Não obstante tanta coincidência, os dois britânicos eram religiosamente diferentes. Depois de abandonar o curso de medicina (tinha pavor das cirurgias), Charles matriculou-se na Universidade de Cambridge para estudar a Bíblia e tornar-se clérigo (1828). Não tinha, então, a menor dúvida quanto à verdade absoluta e literal de cada verso das Escrituras Sagradas. Já Robert foi se desfazendo da bagagem religiosa recebida no lar (a família desejava muito que ele estudasse teologia e se fizesse pastor) até se tornar ateu. Passou a ter aversão e repugnância às leis do Criador, o que o deixava mais em liberdade para satisfazer todos os desejos que lhe viessem ao coração, sem temer as conseqüências e penalidades.

Aconteceu, porém, que os dois moços experimentaram mudanças religiosas na década de 1830, quando tinham vinte e poucos anos. Charles desistiu da carreira eclesiástica, formou-se em artes e tornou-se agnóstico. Robert renunciou a sua incredulidade e passou a ter profundo respeito por Deus. O que levou Charles a abandonar a fé foram as suas pesquisas científicas. O que levou Robert a abraçar a fé foi o testemunho de uma paciente muito enferma e muito pobre que enfrentava com incrível serenidade o sofrimento e a morte (1835).

A partir dessas diferentes experiências revolucionárias, Charles e Robert tornaram-se notáveis, cada um em sua área. O primeiro tornou-se cientista. O segundo tornou-se médico-missionário. O trabalho de Charles levou muita gente a desacreditar da autoridade das Sagradas Escrituras. O trabalho de Robert levou muita gente a gostar de ler a Bíblia e de praticar suas normas de fé e conduta.

Quando Robert se converteu, Charles estava ainda a bordo do Beagle. Quando Charles publicou, em 1839, o seu primeiro livro — Relatório de pesquisas em história natural e geologia dos países visitados durante a viagem ao redor do mundo no Beagle — Robert foi ordenado pastor presbiteriano [1] em Londres. Ambos estavam, então, com 30 anos.

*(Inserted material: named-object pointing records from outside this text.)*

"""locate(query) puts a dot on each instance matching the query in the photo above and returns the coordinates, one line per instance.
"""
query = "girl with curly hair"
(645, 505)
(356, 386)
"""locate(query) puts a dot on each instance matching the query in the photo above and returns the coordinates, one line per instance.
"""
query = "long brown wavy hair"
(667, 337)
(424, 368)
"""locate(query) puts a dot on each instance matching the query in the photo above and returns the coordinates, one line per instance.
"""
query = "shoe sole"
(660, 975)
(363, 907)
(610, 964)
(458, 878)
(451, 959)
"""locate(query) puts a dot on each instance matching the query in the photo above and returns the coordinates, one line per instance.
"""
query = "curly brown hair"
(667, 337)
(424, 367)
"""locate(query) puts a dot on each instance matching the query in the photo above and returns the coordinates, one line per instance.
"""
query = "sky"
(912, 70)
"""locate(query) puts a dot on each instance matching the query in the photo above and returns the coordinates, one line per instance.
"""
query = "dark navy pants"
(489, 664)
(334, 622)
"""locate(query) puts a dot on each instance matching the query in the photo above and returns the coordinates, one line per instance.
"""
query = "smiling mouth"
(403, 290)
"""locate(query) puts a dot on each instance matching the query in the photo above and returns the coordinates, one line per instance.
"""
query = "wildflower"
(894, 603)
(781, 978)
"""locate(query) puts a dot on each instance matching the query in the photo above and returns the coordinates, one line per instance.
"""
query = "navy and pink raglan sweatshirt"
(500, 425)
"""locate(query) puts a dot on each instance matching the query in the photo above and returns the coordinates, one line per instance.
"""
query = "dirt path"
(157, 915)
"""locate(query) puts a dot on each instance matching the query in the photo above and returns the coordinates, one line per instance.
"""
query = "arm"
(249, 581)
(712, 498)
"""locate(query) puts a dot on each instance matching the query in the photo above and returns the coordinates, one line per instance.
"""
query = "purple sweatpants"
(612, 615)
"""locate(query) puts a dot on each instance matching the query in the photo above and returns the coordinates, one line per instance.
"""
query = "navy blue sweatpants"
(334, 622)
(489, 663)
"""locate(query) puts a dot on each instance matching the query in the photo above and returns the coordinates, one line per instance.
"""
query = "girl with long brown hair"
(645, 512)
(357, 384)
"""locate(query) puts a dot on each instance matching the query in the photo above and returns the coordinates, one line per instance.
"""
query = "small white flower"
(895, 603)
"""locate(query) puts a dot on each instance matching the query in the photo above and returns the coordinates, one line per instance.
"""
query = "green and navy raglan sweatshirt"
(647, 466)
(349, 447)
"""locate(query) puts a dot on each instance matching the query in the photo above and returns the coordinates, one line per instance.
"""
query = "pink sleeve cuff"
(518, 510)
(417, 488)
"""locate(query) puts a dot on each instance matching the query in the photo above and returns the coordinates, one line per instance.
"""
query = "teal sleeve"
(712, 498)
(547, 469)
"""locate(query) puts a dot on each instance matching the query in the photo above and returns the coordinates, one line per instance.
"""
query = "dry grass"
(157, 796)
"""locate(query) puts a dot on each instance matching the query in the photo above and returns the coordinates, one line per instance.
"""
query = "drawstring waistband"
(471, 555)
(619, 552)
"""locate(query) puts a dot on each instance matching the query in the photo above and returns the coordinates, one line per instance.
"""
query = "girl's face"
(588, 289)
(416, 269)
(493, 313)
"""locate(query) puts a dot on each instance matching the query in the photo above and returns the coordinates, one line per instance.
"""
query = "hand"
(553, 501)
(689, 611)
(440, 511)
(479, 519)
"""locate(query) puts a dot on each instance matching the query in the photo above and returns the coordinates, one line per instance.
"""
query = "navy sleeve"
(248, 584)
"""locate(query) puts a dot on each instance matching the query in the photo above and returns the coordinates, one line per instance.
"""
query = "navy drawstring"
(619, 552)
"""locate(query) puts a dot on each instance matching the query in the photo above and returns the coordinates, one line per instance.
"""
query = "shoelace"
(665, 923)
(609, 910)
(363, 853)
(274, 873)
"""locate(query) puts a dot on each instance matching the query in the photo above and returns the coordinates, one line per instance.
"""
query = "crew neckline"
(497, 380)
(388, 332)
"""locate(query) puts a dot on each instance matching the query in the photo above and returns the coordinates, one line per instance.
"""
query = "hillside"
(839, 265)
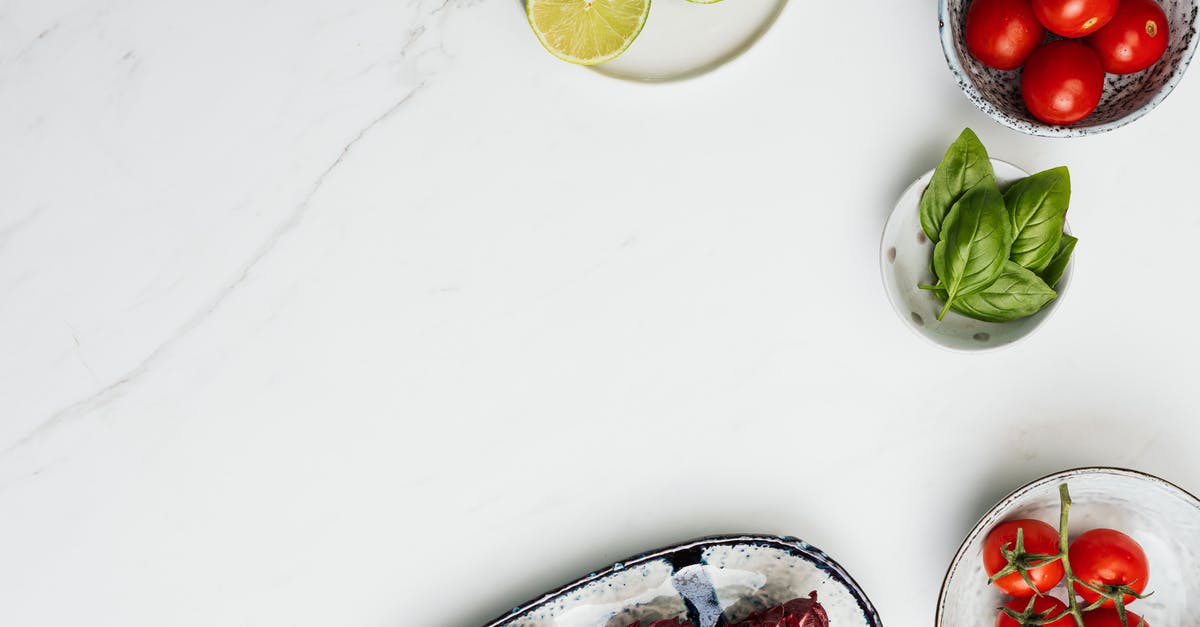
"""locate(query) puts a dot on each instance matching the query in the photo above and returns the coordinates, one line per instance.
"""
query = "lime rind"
(533, 6)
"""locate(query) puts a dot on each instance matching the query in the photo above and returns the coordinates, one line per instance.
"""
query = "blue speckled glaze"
(1126, 97)
(709, 581)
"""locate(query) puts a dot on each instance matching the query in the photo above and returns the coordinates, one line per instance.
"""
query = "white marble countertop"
(372, 314)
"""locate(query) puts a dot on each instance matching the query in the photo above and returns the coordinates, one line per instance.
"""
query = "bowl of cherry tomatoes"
(1068, 67)
(1109, 547)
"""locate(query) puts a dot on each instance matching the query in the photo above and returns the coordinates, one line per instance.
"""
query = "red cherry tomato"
(1134, 40)
(1002, 34)
(1047, 608)
(1109, 617)
(1062, 82)
(1039, 539)
(1075, 18)
(1108, 557)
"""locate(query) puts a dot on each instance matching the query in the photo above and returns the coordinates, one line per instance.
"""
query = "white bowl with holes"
(1161, 515)
(905, 255)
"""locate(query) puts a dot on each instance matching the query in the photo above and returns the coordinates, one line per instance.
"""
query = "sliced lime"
(587, 31)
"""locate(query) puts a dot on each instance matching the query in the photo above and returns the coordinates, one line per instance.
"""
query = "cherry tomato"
(1048, 608)
(1109, 617)
(1134, 40)
(1002, 34)
(1075, 18)
(1104, 556)
(1039, 539)
(1062, 82)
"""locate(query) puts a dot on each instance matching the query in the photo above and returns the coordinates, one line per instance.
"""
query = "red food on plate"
(1109, 617)
(1062, 82)
(1108, 557)
(1075, 18)
(1038, 539)
(1134, 40)
(796, 613)
(1002, 34)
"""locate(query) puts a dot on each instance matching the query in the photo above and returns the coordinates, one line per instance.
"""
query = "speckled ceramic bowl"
(904, 261)
(1162, 517)
(1126, 97)
(708, 581)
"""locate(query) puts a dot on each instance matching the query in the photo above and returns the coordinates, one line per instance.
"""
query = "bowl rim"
(1055, 477)
(1039, 129)
(901, 312)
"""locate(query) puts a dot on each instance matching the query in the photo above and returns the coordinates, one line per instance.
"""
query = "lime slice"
(587, 31)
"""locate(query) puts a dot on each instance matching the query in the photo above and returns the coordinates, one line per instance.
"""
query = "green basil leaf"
(1038, 204)
(1014, 294)
(964, 166)
(1053, 272)
(976, 242)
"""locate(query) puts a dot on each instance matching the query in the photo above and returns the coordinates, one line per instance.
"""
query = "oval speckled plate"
(711, 581)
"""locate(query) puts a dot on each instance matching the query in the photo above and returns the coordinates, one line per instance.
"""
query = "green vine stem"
(1019, 561)
(1065, 555)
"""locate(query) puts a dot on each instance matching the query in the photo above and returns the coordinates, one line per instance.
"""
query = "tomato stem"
(1065, 553)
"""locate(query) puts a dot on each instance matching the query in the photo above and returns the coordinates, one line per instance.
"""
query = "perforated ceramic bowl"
(1126, 97)
(1162, 517)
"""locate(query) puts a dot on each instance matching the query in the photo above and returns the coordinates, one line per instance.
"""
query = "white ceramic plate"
(1162, 517)
(685, 39)
(905, 254)
(708, 581)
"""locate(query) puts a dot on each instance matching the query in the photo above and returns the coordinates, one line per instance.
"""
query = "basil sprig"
(997, 257)
(976, 242)
(964, 166)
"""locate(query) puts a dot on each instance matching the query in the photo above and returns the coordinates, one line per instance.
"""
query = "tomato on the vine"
(1002, 34)
(1075, 18)
(1062, 82)
(1108, 557)
(1043, 608)
(1038, 538)
(1109, 617)
(1134, 40)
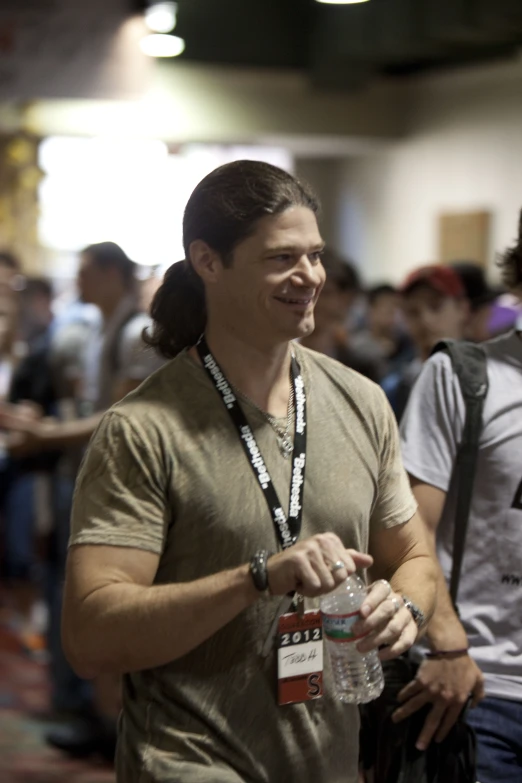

Depois de sua longa viagem, Charles se dedicou à pesquisa e aos livros, quase todo o tempo em Down, no condado de Kent. Teve cinco filhos. Depois de sua conversão, Robert estudou teologia e se tornou missionário-médico na Ilha da Madeira (1838-46) e no Brasil (1855-76). Casado duas vezes, nunca teve filhos.

Charles morreu em abril de 1882 com a idade de 73 anos. Robert morreu 6 anos depois, em janeiro de 1888, com 79. O primeiro está sepultado na Abadia de Westminster, em Londres, e o segundo, no modesto Dean Cemitery, em Edimburgo.

O nome completo do naturalista é Charles Darwin. O nome completo do missionário-médico é Robert Reid Kalley. O primeiro é mais conhecido por sua teoria da evolução, que causou uma revolução na ciência biológica, mediante a publicação de seu mais importante livro Sobre a origem das espécies por meio da seleção natural, há 140 anos. O segundo é mais conhecido por ser o primeiro missionário protestante a se radicar no Brasil, dando origem a duas denominações brasileiras: Igreja Evangélica Congregacional do Brasil e Igreja Cristã Evangélica do Brasil.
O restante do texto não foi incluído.